After working on board the ice-breaking vessels in Russia for a short stint, I was lucky to be granted study leave to further my qualifications to become a Chief Engineer. I passed my Chief Engineer’s qualifications with flying colours and was shortly promoted to the position of Chief Engineer and assigned to work in one of the most challenging areas in Africa, Nigeria. A few years later, I was offered the job as Docking Superintendent. It was a challenging role but a great learning curve for me. Shortly after, I was requested to do a short stint in SPO’s Singapore Head office, which subsequently became a permanent position as Manager, New Projects in the Technical team from 2012 to 2014 where I worked on various projects under the watchful eye of then Technical Director, current Technical Consultant, David Marren.

This is probably one of the best jobs that I've ever had as I got to see the G Class vessels specifications handed over to the New Build Superintendent after the specifications where signed off on with JMU shipyard where the vessels were to be built. It was a very proud moment for me as we now have all G Class vessels delivered into in the fleet by the Building Superintendents. In all honesty, I don’t think I’d have managed without the support from my peers and colleagues in the Technical team. Their assistance, experience and camaraderie were very much appreciated.

From 2014 to 2016, I became the Fleet Technical Manager, Operations before I requested to return to sea as Chief Engineer in May 2016 so that I could spend more time with my two daughters who are based in Cape Town, South Africa.

How has working in SPO helped to develop yourself as an individual and professionally?

Working in SPO and especially working in Head office in Singapore has given me a whole new perspective on the work we do and made me more comfortable when dealing with people in general. Knowledge wise, I’ve certainly gained much knowledge from the opportunities that the company has given me throughout my years of work here.

What advice would you give to someone who is considering a career at sea?

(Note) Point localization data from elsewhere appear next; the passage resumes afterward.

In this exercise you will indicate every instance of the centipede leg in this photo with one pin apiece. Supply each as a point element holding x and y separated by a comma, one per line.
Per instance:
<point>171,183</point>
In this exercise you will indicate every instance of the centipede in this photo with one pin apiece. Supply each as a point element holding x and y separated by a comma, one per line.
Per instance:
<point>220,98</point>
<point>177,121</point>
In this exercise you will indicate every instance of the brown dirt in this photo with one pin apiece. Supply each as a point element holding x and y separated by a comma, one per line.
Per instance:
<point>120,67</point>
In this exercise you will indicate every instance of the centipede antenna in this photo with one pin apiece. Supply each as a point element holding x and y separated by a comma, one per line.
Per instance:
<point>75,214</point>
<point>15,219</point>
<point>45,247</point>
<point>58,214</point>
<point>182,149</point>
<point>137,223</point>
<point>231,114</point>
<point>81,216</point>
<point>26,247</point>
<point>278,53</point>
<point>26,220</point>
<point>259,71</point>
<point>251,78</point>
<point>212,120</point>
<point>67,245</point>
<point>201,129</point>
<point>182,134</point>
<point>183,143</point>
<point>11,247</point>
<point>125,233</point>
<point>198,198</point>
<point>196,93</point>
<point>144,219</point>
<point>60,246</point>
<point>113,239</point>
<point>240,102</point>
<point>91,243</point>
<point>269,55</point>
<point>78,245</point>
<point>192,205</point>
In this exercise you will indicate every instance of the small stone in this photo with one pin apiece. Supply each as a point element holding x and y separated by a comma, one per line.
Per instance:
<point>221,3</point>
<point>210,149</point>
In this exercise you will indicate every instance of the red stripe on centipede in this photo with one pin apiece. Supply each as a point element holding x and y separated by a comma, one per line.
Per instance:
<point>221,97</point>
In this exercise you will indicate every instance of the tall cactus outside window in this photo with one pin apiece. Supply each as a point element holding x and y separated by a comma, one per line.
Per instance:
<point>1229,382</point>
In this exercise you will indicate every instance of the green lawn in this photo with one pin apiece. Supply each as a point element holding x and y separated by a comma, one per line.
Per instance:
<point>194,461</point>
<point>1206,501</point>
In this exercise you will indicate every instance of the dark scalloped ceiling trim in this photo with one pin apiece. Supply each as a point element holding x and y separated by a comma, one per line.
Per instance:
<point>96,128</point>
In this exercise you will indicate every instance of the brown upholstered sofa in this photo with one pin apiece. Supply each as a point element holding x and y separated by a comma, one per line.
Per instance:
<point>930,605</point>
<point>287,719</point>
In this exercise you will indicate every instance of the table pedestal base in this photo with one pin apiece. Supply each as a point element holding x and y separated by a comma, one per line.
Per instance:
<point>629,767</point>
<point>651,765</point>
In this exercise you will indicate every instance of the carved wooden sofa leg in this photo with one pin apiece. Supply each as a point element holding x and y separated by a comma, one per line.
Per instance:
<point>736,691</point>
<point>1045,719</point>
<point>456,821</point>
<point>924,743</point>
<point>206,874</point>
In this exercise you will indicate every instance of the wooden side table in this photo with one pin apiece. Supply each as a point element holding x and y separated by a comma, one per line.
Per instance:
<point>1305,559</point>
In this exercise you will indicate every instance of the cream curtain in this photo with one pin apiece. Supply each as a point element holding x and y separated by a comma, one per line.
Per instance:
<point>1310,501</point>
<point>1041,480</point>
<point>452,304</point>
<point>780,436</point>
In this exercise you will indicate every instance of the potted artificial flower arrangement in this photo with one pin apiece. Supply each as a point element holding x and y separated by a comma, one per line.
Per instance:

Life at sea has changed hugely in the 26 years that I’ve been sailing around the world. It is very challenging at times but it can be very rewarding as well.

Respect on board a ship is gained by working hard and smart. A career at sea could open up other opportunities as you’ll also get to meet people from all walks of life and places. You’ll have to have a good sense of humour because you’ll definitely to need it from time to time.

Can you recall one memorable voyage or work experience?

One of my best voyages was when I was sailing on board the Pacific Brigand as the Second Engineer in 2006. We were working 24/7 for the Castoro Sei in the gulf and everyone on board worked really hard and put in hours. Despite the challenging work and differences in nationalities and backgrounds, everyone got along very well and it was a really good and jovial crowd on board.